A razão para isso é a diferença entre ler a história de trás para frente e lê-la de frente para trás. Quando lemos a história de trás para frente, já sabemos como a história termina. A cortina se fecha sobre a guerra na Europa em maio de 1945. Ao final do evento, podemos olhar para trás no tempo para entender como a catástrofe ocorreu, como os erros foram cometidos e como evitá-los no futuro.
Quando lemos a história adiante, nos solidarizamos com aqueles que viveram em um determinado período e tentamos enxergar a situação como eles próprios a viam. Em setembro de 1938, ninguém podia prever o que aconteceria em setembro de 1939. A presciência não é dada aos humanos. A perspectiva é diferente daquela daqueles que já sabem como a história termina.
Foi o que Taylor fez quando analisou a década de 1930. O que ele viu foi que o apaziguamento era a visão consensual das elites da política externa; era implicitamente anti-Rússia; e estava conectado a um princípio ético que desapareceu de nossa vista com o passar do tempo.

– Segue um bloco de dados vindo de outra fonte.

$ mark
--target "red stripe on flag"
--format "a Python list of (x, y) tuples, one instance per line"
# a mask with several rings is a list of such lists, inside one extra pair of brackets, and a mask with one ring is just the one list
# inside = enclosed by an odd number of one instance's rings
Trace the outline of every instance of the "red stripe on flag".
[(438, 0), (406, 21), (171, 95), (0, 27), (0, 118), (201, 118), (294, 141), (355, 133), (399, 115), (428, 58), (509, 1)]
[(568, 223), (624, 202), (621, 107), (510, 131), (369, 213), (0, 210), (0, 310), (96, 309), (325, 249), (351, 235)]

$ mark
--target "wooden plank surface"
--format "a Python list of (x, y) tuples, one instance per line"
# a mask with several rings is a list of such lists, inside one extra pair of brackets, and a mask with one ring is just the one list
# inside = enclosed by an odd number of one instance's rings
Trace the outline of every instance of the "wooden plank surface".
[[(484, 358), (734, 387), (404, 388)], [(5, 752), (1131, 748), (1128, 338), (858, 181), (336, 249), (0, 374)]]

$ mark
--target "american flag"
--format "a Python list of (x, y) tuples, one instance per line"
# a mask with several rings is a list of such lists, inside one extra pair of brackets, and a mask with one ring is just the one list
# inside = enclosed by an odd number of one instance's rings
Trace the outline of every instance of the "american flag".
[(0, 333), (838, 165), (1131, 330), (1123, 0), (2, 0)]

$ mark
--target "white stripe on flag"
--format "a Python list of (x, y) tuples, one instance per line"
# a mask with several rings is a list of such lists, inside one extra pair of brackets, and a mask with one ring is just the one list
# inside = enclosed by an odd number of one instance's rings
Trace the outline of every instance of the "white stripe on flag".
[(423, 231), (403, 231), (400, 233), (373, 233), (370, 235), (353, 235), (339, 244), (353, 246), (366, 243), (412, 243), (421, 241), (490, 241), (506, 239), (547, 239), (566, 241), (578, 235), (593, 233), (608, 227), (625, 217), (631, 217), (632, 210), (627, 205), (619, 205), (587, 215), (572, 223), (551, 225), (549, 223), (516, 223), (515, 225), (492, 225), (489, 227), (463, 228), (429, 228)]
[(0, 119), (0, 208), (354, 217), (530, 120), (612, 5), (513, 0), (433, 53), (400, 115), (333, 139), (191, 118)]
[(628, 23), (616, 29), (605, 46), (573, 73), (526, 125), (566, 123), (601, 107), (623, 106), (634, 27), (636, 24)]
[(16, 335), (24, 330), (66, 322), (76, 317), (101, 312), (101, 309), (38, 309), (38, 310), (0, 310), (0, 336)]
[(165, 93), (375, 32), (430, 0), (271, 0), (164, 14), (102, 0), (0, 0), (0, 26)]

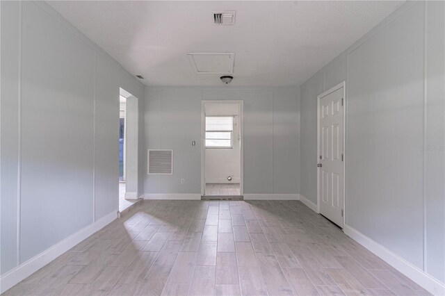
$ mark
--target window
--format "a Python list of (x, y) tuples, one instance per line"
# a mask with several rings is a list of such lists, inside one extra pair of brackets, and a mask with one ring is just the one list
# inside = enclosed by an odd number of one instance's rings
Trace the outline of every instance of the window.
[(206, 116), (206, 148), (232, 148), (233, 116)]

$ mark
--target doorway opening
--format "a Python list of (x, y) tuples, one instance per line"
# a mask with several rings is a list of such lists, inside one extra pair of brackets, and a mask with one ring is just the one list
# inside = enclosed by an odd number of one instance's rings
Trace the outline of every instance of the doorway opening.
[(317, 97), (317, 211), (344, 225), (345, 83)]
[(242, 101), (202, 102), (202, 196), (243, 196)]
[[(119, 95), (119, 210), (125, 198), (125, 115), (127, 98)], [(122, 208), (124, 209), (124, 208)]]
[(119, 94), (119, 211), (138, 199), (138, 98)]

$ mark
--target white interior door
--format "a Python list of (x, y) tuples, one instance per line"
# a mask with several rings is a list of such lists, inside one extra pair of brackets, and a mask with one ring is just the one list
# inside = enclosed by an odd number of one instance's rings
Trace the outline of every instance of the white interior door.
[(320, 213), (343, 228), (343, 87), (318, 97)]

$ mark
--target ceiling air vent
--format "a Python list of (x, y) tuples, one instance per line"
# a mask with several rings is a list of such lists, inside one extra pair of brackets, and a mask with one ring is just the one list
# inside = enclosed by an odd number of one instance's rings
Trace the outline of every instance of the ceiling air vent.
[(173, 174), (173, 150), (148, 149), (148, 174)]
[(235, 24), (236, 11), (213, 11), (213, 23), (218, 25)]

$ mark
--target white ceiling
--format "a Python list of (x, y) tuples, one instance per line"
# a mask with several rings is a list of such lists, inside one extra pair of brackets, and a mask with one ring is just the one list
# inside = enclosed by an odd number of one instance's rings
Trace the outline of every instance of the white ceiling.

Quando as elites da política externa de hoje usam a palavra "apaziguamento" para argumentar contra aqueles que se opõem à Guerra Russo-Ucrânica, seu significado é claro para todos. Ou estão fazendo uma analogia com a situação da década de 1930, ou estão usando a palavra em seu modo ofensivo, tentando desbancar seus oponentes com a acusação de que estão apaziguando o mal.
O que falta em sua visão de mundo é a humildade intelectual que advém de tentar ler a história para o futuro, daqueles que tomam decisões em meio a grande incerteza, com o futuro se aproximando, mas ainda obscuro. Se destrinchassem a palavra "apaziguamento", descobririam que ela contém alguns conteúdos surpreendentes.
JAMES SORIANO é um oficial aposentado do Serviço Exterior. Ele já escreveu sobre a guerra na Ucrânia no The American Thinker.